Here are the questions --

Question 1:
Intended place of stay in Germany ?

As this point of time I do not have a visa, so do I still need to fill in a place where I intend to stay ? like area near by my working location ?

Question 2: 
Do you intend to maintain your permanent residence outside the Federal Republic of Germany? YES or NO

I have no idea what to fill. However, I all can say is that I intend to stay there for at least 4 years and then depending on circumstances I would think about maintaining/changing residency. 

Question 3:
Do family members intend to accompany you? YES or NO

My wife would accompany me but not immediately. May be 3 months after I arrive in Germany. So the answer would be YES or NO


Question 4:
Do you have health insurance that covers the Federal Republic of Germany?


My current health insurance does not cover insurance when abroad. So Do I need to buy an insurance before before applying for visa ?
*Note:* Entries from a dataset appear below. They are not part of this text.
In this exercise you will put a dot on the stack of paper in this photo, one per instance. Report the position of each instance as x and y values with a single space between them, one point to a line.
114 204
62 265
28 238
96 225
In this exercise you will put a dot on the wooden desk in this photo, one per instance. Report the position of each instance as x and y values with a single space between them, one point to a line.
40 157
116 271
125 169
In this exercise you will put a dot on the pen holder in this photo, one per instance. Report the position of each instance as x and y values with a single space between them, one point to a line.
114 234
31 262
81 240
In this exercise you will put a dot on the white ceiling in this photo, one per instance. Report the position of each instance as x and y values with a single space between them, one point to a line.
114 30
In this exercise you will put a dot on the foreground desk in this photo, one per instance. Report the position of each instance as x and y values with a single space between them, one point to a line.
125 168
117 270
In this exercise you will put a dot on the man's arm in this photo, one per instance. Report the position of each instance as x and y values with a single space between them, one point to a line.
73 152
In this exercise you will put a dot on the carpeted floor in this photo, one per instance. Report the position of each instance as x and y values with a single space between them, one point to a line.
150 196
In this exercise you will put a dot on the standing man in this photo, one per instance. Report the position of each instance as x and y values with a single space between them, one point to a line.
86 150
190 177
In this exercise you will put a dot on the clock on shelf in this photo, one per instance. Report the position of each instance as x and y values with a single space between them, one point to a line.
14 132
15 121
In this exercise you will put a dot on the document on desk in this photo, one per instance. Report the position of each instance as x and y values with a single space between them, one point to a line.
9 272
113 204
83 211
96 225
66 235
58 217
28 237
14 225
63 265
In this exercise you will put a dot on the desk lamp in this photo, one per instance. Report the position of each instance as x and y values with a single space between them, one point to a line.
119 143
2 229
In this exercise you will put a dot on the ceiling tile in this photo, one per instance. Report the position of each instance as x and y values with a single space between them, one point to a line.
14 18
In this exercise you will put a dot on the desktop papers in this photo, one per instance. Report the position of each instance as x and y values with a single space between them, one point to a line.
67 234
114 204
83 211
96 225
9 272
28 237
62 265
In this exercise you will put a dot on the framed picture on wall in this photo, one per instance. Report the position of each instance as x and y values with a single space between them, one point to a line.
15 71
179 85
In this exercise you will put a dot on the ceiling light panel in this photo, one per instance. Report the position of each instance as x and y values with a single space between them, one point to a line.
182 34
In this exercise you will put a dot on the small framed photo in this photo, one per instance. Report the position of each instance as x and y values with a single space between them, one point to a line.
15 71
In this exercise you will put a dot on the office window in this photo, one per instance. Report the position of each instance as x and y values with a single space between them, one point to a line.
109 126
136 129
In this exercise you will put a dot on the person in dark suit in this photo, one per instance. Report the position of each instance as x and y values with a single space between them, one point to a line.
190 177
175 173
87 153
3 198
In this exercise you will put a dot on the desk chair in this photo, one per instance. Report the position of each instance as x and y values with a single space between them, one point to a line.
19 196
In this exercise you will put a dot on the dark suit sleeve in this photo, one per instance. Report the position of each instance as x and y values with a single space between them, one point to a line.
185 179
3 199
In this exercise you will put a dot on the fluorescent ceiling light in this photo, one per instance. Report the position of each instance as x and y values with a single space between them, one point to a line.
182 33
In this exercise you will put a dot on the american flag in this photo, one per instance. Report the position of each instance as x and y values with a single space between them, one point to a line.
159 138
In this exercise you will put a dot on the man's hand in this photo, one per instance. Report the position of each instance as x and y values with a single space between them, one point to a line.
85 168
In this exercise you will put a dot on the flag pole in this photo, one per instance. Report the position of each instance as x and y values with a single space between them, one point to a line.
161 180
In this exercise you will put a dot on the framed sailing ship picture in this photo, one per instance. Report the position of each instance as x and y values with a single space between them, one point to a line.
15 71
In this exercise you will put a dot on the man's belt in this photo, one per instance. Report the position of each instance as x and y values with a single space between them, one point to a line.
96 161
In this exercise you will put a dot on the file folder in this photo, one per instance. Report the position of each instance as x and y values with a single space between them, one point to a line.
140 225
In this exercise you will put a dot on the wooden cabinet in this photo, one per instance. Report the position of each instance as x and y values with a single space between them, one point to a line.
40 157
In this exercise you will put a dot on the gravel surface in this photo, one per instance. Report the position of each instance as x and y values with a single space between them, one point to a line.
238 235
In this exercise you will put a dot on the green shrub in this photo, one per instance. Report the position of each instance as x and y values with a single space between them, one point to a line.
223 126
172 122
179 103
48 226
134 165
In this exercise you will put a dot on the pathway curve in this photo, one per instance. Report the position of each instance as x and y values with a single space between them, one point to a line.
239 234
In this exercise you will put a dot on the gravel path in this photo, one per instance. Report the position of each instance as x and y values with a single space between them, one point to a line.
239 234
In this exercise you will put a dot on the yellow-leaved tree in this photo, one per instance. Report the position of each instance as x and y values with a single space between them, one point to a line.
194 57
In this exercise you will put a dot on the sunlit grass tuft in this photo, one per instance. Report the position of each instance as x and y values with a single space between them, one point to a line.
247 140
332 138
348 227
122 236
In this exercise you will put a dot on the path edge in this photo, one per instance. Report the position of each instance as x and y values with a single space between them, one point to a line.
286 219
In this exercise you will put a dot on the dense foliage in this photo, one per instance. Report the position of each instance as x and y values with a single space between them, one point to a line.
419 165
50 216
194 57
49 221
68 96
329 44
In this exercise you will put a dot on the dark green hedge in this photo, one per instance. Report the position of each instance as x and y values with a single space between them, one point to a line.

I would request you to answer the questions sooner as my appointment is already scheduled on 25th March. 

BLC


----------



## beppi

1. The visa application will be processed by the local authority of the place you intend to live in, so it is required you fill this. If you change your mind and live elsewhere, it is possible, but the paperwork needs to be transferred and this will take time (weeks).
2. If you intend to keep the place of residence (apartment, house, etc.) in your home country, answer YES, otherwise NO.
3. I think the answer is YES in your case.
4. You need to get a health insurance that covers you in Germany (and fulfills German requirements, which generally means a German insurer). This is a requirement for getting a visa!


----------



## anupam57

Thanks beppi a lot for such a detailed answer. That would help a lot.


----------



## anupam57

1. The visa application will be processed by the local authority of the place you intend to live in, so it is required you fill this. If you change your mind and live elsewhere, it is possible, but the paperwork needs to be transferred and this will take time (weeks).

So I need to put the "area" with pin code in which I intend to live. No need lease a house upfront and give the exact address with visa application.

Another option -
Work Permit / Employment / National Visa application process details - Forum - Trust7
In the above mentioned forum one guy filled address of his company. And his visa process was smooth. Should I do the same ? Would that be advisable ? 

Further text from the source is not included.